Tags:
create new tag
view all tags
-- ColinLeavettBrown - 2010-07-20

NEP-52 Lustre file system notes:

Overview

The elephant cluster was used in developing these notes. Much of the information comes from the Lustre Operations Manual.
  1. Installing Lustre on the cluster.
  2. Define the Lustre file system.
  3. Starting and stopping the Lustre file system.
  4. Changing the Lustre network.
  5. Installing a patchless client on a workstation.
  6. Determine which OSS is serving an OST.
  7. Temporarily deactivate an OST.
  8. Re-activating an OST.
  9. Determining which files have objects on a particular OST.
  10. Restoring a corrupted PV after a motherboard replacement..

Index Up Down Note 1: Installing Lustre on the cluster.

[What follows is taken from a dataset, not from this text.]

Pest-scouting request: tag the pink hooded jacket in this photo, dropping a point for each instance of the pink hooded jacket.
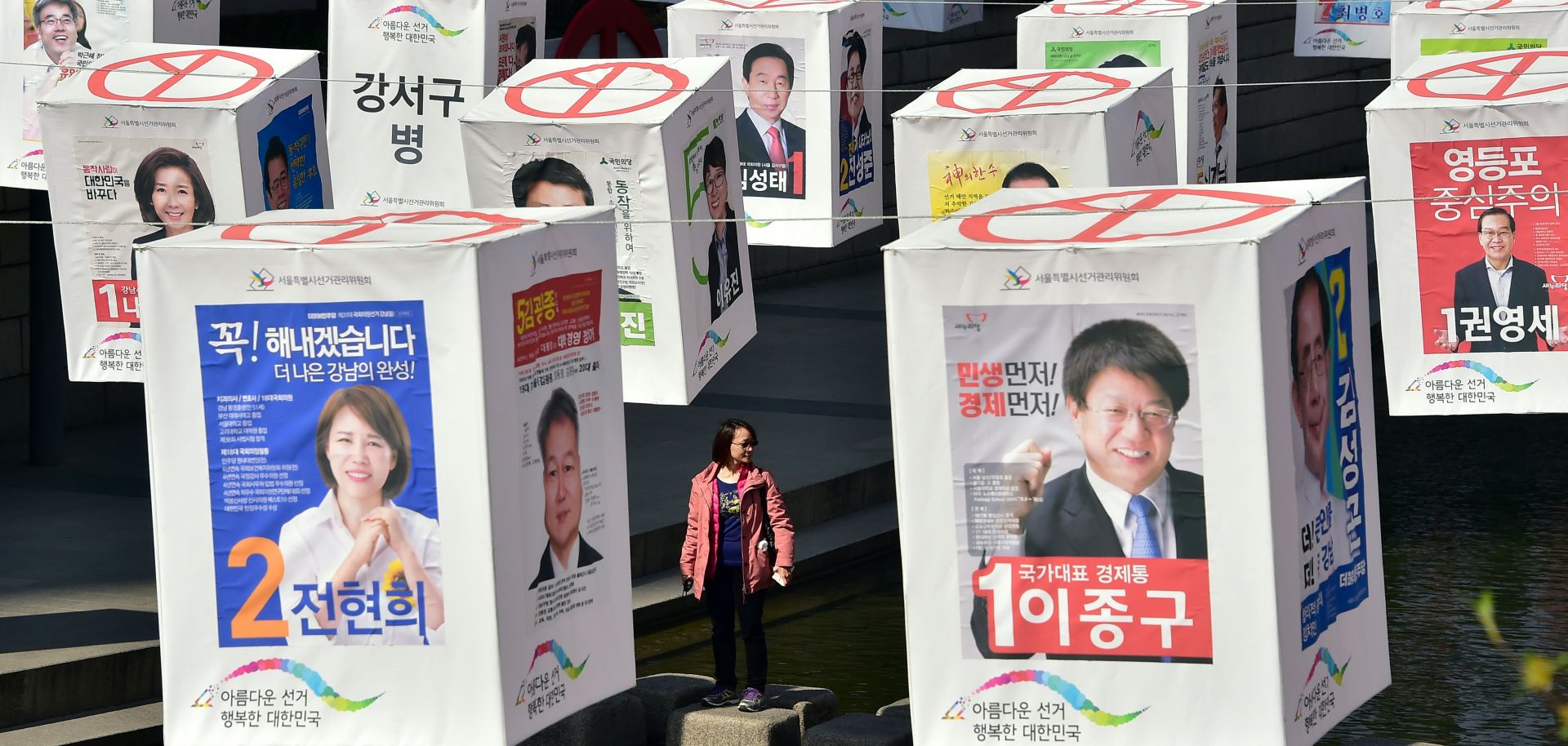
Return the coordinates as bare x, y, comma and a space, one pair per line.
703, 526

The elephant cluster needs to run a Xen kernel and the Lustre file system. It was there fore necessary to obtain a kernel with both the xen and lustre patched. The source was available on the Oracle website. The instructions for building the required RPMs can be found here. When the build is complete, install the following RPMs on each of the nodes in the cluster:

  • e2fsprogs

  • kernel-lustre
  • kernel-lustre-xen
  • kernel-lustre-xen-devel

  • lustre
  • lustre-ldiskfs
  • lustre-modules

Reboot each node with one of the kernels (kernel-lustre-xen (required for Xen) or kernel-lustre) installed above. Note: we found that the single user mode kernel boot parameter ("S", including all tested synonyms) is ineffective with any Xen kernel. If you need to boot into single user mode, use a non-Xen kernel.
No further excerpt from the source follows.